Kale Camii: Alanya’da Sultan Alaeddin Keykubad zamanında yapılmıştır. 1530-1566 seneleri arasında eski temeller üzerinde Kanuni Sultan Süleyman tarafından yeniden yapıldığı için Sultan Süleyman Camii ismi ile de anılır.

Karatay Medresesi: 1250’de Celaleddin Karatay tarafından yaptırılmıştır. Yapı, mihrabı sebebiyle Karatay Camii ayrıca Darüssüleha isimleri ile de anılır.

Ulu Cami Medresesi: Kimin tarafından ve ne zaman yapıldığı bilinmemektedir. Halk arasında imaret olarak bilinir.

Atabey Armağan Medresesi: 1239’da Atabey Armağan tarafından yaptırılmıştır. Günümüzde sadece girişin alt bölümü kalmıştır.

Emir Sinaneddin Medresesi: 1319’da Hamidoğullarından Emir Sinaneddin tarafından Korkuteli yakınlarında yaptırılmıştır. Kesme taştan ve iki katlıdır.

Şadırvanlı Medrese: Elmalı’da olup, on dokuzuncu asır başlarında yapılmıştır.

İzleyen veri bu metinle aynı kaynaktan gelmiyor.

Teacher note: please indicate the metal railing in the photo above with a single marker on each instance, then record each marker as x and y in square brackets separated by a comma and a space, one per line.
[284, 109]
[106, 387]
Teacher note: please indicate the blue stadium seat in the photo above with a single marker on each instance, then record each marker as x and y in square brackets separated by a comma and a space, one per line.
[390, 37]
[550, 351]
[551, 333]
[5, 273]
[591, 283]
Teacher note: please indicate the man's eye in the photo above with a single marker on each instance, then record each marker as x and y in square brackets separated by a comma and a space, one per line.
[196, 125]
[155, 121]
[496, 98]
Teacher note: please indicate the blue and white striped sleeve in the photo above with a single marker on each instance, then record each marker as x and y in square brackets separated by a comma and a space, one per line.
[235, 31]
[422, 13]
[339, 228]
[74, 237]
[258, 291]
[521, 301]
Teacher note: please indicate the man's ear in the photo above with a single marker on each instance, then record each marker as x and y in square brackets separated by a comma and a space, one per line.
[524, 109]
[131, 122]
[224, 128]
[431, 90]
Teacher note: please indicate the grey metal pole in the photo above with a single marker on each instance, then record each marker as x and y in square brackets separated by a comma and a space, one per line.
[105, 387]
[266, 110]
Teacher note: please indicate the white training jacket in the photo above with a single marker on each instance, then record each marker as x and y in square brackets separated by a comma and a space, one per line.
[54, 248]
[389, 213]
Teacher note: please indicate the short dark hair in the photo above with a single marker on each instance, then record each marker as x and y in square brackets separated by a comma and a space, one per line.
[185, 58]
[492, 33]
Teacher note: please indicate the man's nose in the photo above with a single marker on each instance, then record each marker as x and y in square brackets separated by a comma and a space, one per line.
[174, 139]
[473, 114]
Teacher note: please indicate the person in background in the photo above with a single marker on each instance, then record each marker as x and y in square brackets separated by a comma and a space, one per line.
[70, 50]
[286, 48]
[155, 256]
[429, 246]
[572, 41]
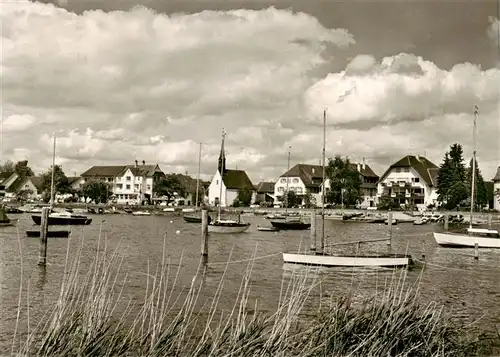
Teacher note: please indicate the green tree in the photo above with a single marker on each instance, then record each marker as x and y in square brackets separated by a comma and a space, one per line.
[343, 176]
[481, 192]
[97, 190]
[244, 197]
[61, 183]
[22, 169]
[452, 186]
[169, 186]
[7, 166]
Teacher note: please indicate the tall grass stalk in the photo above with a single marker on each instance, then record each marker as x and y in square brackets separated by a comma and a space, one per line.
[86, 320]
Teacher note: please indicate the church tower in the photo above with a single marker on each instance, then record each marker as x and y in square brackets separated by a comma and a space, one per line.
[222, 158]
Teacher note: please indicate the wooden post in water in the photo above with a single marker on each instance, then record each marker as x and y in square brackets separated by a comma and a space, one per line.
[44, 228]
[312, 236]
[204, 236]
[389, 225]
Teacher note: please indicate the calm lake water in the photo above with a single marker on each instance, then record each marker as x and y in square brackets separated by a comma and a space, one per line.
[469, 289]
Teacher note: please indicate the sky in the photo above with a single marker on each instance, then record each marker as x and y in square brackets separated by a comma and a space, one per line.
[125, 80]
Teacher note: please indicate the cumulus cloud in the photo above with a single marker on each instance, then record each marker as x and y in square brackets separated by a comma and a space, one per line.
[121, 86]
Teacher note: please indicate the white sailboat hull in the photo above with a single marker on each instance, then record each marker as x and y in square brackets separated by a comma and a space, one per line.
[227, 229]
[345, 261]
[464, 240]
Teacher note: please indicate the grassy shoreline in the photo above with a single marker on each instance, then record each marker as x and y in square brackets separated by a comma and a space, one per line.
[85, 321]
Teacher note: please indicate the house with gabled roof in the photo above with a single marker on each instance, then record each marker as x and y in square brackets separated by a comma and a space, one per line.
[264, 192]
[302, 179]
[232, 181]
[368, 187]
[496, 190]
[6, 180]
[130, 184]
[412, 180]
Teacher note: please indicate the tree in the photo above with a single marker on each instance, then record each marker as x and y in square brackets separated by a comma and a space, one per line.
[61, 183]
[452, 186]
[22, 169]
[7, 166]
[343, 176]
[481, 193]
[169, 186]
[244, 198]
[97, 190]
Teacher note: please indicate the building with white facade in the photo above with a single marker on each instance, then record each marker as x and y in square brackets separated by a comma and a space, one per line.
[496, 190]
[232, 181]
[130, 184]
[410, 181]
[302, 179]
[368, 187]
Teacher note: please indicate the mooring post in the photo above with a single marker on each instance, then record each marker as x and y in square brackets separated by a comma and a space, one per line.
[44, 228]
[312, 233]
[204, 236]
[389, 225]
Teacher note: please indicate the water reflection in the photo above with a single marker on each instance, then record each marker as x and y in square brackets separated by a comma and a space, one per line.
[42, 277]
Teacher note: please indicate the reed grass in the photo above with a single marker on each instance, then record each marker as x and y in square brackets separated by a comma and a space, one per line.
[86, 321]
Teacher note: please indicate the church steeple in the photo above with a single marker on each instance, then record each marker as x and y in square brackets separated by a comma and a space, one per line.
[222, 156]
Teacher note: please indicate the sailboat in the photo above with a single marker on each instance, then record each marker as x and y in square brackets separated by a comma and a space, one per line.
[5, 221]
[60, 218]
[482, 237]
[322, 259]
[296, 224]
[195, 218]
[227, 225]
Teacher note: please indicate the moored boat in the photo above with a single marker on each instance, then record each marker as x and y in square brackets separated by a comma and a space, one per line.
[267, 229]
[484, 238]
[63, 219]
[227, 226]
[395, 260]
[292, 225]
[192, 219]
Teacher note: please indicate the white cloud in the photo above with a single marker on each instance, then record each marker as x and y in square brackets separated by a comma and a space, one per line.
[17, 123]
[122, 86]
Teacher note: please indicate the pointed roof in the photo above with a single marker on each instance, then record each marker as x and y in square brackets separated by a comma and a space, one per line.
[497, 176]
[265, 187]
[237, 180]
[426, 169]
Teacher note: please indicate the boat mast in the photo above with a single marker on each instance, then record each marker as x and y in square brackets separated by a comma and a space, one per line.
[221, 174]
[52, 178]
[473, 187]
[287, 178]
[198, 177]
[322, 243]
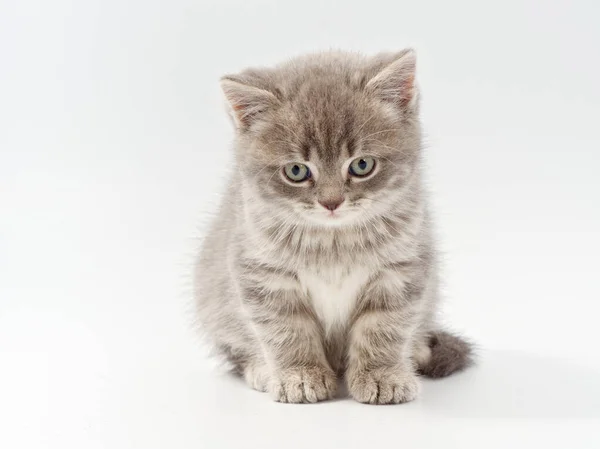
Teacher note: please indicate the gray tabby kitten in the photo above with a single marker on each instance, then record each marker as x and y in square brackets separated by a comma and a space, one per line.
[321, 264]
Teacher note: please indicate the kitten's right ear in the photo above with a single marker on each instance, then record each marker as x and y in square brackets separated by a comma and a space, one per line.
[246, 102]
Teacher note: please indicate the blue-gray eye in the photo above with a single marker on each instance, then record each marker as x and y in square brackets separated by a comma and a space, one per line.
[297, 172]
[361, 166]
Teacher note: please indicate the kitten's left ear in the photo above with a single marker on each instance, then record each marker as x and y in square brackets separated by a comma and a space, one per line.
[247, 97]
[395, 82]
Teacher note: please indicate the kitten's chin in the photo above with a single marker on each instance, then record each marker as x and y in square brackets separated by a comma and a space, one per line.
[333, 219]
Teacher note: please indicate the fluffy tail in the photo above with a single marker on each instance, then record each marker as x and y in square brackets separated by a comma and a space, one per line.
[447, 354]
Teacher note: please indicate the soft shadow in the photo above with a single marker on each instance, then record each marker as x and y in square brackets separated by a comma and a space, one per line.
[507, 384]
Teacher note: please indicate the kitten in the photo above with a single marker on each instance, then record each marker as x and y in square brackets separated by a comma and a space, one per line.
[321, 263]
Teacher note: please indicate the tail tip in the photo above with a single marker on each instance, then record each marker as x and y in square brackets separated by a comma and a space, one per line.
[449, 354]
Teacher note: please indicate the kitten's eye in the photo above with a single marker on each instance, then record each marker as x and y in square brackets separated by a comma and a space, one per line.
[296, 172]
[361, 166]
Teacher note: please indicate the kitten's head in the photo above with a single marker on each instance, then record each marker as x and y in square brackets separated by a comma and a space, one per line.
[329, 139]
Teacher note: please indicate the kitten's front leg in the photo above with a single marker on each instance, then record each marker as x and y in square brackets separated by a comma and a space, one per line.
[380, 369]
[291, 341]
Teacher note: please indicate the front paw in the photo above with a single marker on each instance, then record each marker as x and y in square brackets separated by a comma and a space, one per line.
[304, 384]
[383, 386]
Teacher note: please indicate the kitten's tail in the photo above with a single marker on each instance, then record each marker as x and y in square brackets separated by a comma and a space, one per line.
[447, 354]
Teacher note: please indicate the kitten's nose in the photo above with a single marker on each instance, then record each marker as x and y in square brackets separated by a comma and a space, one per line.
[332, 204]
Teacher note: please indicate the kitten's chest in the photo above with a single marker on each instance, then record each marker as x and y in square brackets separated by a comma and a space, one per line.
[334, 291]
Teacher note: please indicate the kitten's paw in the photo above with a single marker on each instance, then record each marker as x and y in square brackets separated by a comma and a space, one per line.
[385, 386]
[304, 384]
[257, 376]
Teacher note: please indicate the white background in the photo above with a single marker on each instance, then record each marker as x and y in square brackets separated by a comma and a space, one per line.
[113, 148]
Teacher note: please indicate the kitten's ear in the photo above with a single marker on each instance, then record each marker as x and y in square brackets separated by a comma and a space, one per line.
[246, 100]
[395, 79]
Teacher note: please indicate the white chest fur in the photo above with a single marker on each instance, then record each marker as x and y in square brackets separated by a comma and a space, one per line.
[333, 292]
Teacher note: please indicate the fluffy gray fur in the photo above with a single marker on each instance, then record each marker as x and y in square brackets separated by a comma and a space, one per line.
[297, 295]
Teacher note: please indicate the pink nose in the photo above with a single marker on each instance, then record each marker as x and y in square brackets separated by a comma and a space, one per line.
[332, 204]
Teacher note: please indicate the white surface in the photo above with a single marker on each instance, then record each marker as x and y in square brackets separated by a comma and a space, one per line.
[113, 145]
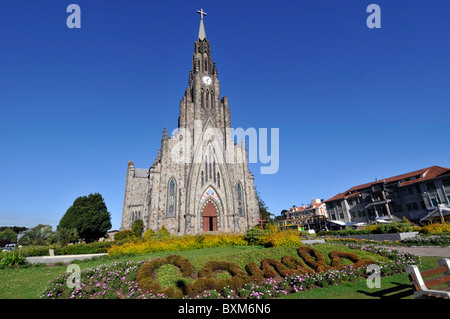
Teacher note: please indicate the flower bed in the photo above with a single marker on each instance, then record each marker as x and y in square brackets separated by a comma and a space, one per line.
[272, 278]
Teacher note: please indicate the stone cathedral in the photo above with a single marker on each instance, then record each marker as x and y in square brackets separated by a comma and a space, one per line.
[200, 181]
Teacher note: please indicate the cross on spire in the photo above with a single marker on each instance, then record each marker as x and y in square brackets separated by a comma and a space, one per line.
[201, 31]
[202, 13]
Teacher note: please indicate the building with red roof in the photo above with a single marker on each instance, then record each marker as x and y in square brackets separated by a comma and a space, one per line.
[415, 195]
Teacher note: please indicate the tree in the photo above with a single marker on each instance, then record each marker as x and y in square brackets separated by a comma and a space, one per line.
[89, 216]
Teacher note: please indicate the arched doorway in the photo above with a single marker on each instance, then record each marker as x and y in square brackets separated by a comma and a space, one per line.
[209, 217]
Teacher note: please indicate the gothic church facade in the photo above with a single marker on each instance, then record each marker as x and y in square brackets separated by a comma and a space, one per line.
[200, 181]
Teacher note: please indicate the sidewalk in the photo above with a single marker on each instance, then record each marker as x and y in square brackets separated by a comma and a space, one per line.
[432, 251]
[65, 259]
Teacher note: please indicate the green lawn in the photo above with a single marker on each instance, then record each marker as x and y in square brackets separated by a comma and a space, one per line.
[391, 287]
[28, 283]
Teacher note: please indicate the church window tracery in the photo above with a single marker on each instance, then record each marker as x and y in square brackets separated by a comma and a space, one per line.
[171, 198]
[239, 198]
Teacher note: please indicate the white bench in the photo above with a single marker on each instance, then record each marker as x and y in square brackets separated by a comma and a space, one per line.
[422, 288]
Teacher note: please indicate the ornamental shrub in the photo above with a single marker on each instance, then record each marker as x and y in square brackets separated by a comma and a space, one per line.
[124, 234]
[313, 258]
[253, 235]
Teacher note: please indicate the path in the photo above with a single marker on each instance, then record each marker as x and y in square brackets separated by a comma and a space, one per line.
[65, 259]
[433, 251]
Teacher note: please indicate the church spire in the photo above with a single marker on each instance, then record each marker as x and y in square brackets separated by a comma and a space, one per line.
[201, 31]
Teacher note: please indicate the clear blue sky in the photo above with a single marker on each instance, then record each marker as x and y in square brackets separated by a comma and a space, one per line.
[351, 103]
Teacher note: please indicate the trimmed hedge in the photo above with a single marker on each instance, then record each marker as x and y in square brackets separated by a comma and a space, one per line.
[269, 268]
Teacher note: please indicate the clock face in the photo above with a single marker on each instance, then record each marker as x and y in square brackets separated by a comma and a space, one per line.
[207, 80]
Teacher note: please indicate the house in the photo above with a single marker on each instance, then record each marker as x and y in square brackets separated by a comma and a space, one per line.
[415, 195]
[312, 216]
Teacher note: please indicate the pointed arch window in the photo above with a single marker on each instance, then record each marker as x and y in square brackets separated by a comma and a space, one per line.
[239, 198]
[171, 198]
[206, 169]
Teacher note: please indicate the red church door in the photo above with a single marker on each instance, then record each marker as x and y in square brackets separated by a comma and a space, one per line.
[209, 218]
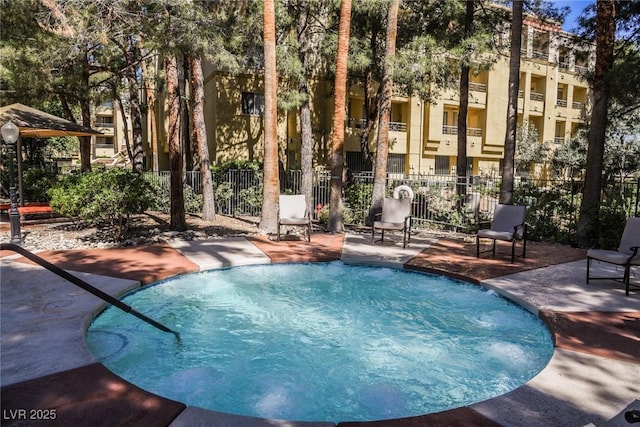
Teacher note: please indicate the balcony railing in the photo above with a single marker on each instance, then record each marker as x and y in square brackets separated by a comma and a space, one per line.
[453, 130]
[535, 96]
[397, 126]
[539, 55]
[478, 87]
[581, 69]
[357, 123]
[361, 123]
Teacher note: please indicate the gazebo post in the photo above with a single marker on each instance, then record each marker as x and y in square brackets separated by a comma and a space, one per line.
[20, 180]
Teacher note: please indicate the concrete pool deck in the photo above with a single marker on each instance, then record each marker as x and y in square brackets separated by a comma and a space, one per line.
[49, 376]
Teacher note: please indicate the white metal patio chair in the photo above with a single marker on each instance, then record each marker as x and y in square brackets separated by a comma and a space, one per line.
[626, 256]
[508, 225]
[293, 212]
[395, 216]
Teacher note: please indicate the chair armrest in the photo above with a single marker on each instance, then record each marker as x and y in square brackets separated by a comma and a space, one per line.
[484, 224]
[520, 230]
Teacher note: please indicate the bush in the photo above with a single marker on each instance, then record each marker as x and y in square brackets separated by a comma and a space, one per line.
[37, 182]
[161, 199]
[106, 199]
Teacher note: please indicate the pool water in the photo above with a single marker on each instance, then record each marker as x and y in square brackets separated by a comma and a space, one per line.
[322, 342]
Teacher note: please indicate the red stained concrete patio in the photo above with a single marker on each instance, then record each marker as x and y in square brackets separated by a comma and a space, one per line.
[594, 325]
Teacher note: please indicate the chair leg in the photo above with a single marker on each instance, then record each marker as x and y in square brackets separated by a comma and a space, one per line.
[627, 279]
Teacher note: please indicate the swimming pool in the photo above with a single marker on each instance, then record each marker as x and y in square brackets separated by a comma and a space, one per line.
[323, 342]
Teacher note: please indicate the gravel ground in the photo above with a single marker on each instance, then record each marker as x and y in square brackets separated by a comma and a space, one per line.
[152, 227]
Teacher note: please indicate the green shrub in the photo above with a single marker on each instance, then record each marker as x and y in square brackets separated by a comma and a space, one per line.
[347, 215]
[357, 199]
[106, 199]
[161, 199]
[611, 222]
[36, 184]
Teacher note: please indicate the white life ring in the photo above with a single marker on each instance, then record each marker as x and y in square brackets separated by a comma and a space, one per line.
[398, 189]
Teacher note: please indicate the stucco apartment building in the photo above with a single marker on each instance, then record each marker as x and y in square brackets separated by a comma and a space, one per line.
[423, 136]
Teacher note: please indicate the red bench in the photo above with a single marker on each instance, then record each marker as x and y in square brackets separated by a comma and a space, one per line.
[30, 209]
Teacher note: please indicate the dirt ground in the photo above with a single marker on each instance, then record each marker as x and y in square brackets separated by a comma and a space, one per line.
[151, 227]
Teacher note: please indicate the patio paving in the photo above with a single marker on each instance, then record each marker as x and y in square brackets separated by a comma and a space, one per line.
[591, 380]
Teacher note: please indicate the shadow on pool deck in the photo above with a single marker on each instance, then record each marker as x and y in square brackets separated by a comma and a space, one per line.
[91, 395]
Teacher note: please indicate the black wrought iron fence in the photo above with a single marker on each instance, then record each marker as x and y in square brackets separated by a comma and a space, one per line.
[439, 200]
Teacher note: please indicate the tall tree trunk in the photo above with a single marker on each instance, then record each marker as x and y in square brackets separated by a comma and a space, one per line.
[590, 206]
[200, 134]
[177, 221]
[370, 105]
[125, 125]
[271, 185]
[462, 168]
[306, 133]
[506, 190]
[382, 148]
[336, 220]
[85, 141]
[151, 108]
[135, 110]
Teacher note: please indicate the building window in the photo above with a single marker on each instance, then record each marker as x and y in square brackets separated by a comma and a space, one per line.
[104, 142]
[104, 121]
[395, 163]
[442, 165]
[252, 103]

Günümüzde kütüphane olarak kullanılmaktadır.

Evdir Han: Korkuteli yakınında, Selçuklu Sultanı Birinci İzzeddin Keykavus tarafından yaptırılmıştır.

Alara Han: Alanya-Konya karayolu üzerinde Selçuklu devrinin en güzel kervansaraylarındandır. 1231’de Alaeddin Keykubad tarafından yaptırılmıştır.

Kırkgöz Han: Sultan İkinci Gıyaseddin Keyhüsrev tarafından yaptırılmıştır. Antalya-Burdur yolu üzerindedir.